Remember, remember your pets this November. It’s coming round to that time of year again. I’m sure we all have happy memories of fun and excitement around bonfire night, but it’s important to remember that not everyone enjoys it as much as we do. For many pets it is an incredibly stressful time.
There are lots of things we can do to keep stress to a minimum, and putting a little thought and preparation in beforehand can have a huge impact on helping your pet to cope with the added noise and excitement. Sometimes small steps such as giving them a cosy den or hideaway filled with positive associations (can be achieved by offering treats and toys inside it) where they can feel safe, or keeping the TV or radio on to mask some of the noise will be enough. Distractions around this time are also useful in taking their mind off any anxiety, so providing enrichment in the form of a new toy, a food toy or chew, or playing an interactive game with them may help, but make sure you don’t force any interaction. Let them choose if they would like to be with you, but if they’d rather hide then that’s ok too. It’s a good idea not to leave them on their own, someone should be around to keep an eye on them as sometimes fear can make pets behave unpredictably. Try not to fuss your pet as you may inadvertently reward nervous behaviour and confirm that there is something to worry about!

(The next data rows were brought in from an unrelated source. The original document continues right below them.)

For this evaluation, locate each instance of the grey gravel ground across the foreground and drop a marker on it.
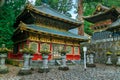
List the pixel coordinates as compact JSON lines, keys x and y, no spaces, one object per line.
{"x":76,"y":72}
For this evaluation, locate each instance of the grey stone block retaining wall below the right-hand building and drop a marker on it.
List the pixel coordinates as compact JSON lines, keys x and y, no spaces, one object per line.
{"x":100,"y":49}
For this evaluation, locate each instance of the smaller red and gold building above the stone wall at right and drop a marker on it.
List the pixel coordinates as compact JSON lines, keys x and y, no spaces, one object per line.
{"x":102,"y":19}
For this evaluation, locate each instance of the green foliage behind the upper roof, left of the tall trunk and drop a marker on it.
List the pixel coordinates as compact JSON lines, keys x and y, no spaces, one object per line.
{"x":62,"y":6}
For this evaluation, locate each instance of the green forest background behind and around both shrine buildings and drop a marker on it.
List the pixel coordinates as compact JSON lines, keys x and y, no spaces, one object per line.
{"x":12,"y":8}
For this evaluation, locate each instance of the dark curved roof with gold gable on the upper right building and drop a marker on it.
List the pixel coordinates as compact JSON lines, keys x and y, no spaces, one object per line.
{"x":103,"y":13}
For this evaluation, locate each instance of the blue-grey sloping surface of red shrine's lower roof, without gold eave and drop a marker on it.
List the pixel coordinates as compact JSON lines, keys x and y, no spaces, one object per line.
{"x":55,"y":32}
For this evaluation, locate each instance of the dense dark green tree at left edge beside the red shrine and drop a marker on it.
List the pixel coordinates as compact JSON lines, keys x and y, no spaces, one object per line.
{"x":8,"y":14}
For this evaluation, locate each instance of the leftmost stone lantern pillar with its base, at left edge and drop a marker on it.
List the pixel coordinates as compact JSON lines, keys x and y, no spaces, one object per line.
{"x":3,"y":67}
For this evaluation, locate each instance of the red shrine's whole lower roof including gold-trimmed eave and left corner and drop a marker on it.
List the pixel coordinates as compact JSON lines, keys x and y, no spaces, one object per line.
{"x":50,"y":32}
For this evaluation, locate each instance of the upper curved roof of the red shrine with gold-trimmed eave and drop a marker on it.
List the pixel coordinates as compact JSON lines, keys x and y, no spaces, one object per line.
{"x":46,"y":11}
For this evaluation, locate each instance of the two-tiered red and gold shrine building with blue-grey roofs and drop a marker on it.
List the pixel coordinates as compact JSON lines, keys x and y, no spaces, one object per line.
{"x":37,"y":25}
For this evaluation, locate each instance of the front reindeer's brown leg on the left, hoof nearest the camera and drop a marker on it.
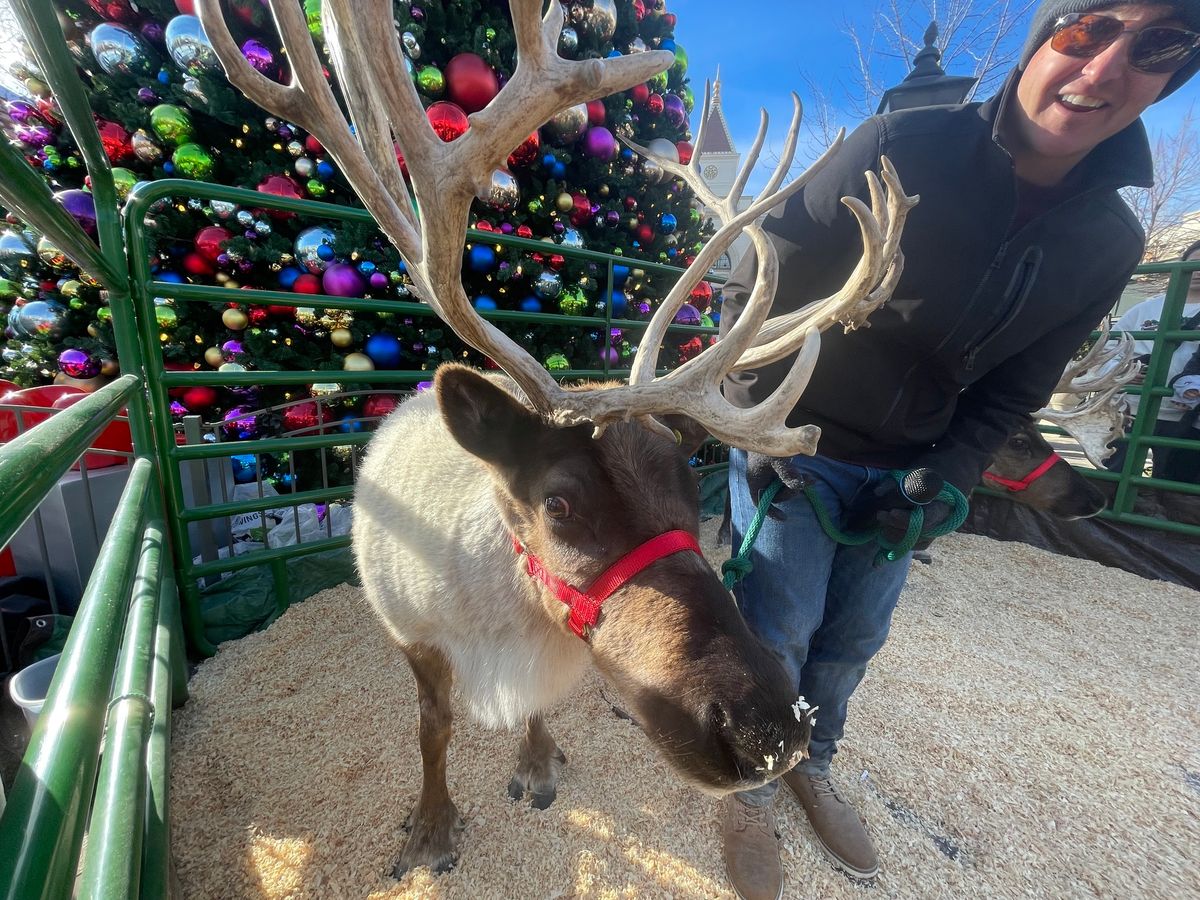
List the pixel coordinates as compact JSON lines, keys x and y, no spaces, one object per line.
{"x":435,"y":823}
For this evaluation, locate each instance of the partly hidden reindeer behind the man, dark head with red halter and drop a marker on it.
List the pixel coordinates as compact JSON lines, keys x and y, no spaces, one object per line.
{"x":1091,"y":409}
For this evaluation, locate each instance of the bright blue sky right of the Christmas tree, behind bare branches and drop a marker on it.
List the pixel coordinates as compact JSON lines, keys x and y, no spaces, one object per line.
{"x":764,"y":57}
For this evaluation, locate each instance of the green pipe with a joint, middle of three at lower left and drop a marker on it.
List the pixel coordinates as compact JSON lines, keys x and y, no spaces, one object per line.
{"x":112,"y":868}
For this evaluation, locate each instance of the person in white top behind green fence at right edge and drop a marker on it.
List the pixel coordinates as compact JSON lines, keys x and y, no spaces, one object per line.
{"x":1175,"y":413}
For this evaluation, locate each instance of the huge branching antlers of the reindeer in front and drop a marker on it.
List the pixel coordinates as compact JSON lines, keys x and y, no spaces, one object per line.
{"x":447,"y":177}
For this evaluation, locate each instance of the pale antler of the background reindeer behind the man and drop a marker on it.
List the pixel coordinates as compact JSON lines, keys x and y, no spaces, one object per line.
{"x":1101,"y":410}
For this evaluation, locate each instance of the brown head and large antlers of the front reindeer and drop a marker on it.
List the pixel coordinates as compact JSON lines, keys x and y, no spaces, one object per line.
{"x":585,"y":477}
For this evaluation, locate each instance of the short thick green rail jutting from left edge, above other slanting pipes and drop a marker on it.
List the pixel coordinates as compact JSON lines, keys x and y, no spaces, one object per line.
{"x":33,"y":463}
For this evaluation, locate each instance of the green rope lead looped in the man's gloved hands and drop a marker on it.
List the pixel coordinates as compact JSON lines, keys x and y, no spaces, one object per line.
{"x":737,"y":568}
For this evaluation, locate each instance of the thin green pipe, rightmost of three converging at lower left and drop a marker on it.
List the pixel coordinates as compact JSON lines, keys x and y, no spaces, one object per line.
{"x":155,"y":879}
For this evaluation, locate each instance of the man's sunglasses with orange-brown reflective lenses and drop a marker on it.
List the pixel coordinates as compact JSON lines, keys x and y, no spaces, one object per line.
{"x":1155,"y":49}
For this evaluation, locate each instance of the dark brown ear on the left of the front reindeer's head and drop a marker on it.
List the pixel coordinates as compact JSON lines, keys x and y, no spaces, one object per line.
{"x":485,"y":419}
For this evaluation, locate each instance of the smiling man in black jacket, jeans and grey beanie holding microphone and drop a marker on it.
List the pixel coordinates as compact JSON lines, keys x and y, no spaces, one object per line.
{"x":1018,"y":249}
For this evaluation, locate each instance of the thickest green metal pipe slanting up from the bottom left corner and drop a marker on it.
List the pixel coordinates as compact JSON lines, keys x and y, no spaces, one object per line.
{"x":43,"y":827}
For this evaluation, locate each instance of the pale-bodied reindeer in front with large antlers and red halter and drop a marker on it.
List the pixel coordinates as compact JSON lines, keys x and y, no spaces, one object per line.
{"x":485,"y":507}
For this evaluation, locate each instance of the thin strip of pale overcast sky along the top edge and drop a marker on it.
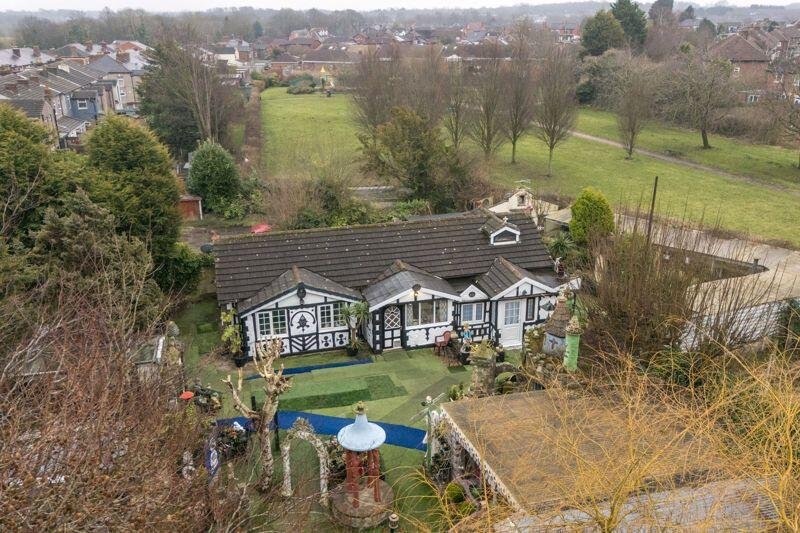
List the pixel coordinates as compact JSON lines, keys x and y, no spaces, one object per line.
{"x":181,"y":5}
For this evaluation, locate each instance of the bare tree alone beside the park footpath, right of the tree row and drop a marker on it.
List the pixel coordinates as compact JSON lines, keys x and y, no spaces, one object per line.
{"x":633,"y":96}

One thing that I believe is often overlooked is using a Sound Desensitisation Programme to accustom your pet to the noises they might experience throughout their life. This does take some prior planning and it’s too late to prepare for this year’s festivities, but it is well worth planning for next year and putting the work in early. There are lots of free resources that can be found online, all you need is a recording of fireworks noises and anything else your pet might find frightening. They can be started on such a low volume that they can barely be heard and then gradually increased as and when your pet is comfortable. The idea here is not to ever push your pet to the point that they are anxious or fearful, but to gradually expand their comfort zone until these noises are no longer a problem for them. It is useful training even if your pet isn’t overly anxious, and can be a great preparation for puppies and kittens.
If you are worried that you may need to do more to keep your pet anxiety free this November, there are medication options that can help. Pheromone diffusers such as Adaptil (also available in a collar) or Feliway are good ways of keeping stress to a minimum. There are also various supplements such as YuCalm and Kalmaid, which can promote calming during periods of anxiety. Other medications are available as well, so you are best off having a discussion with your vet to come up with the best plan going forward.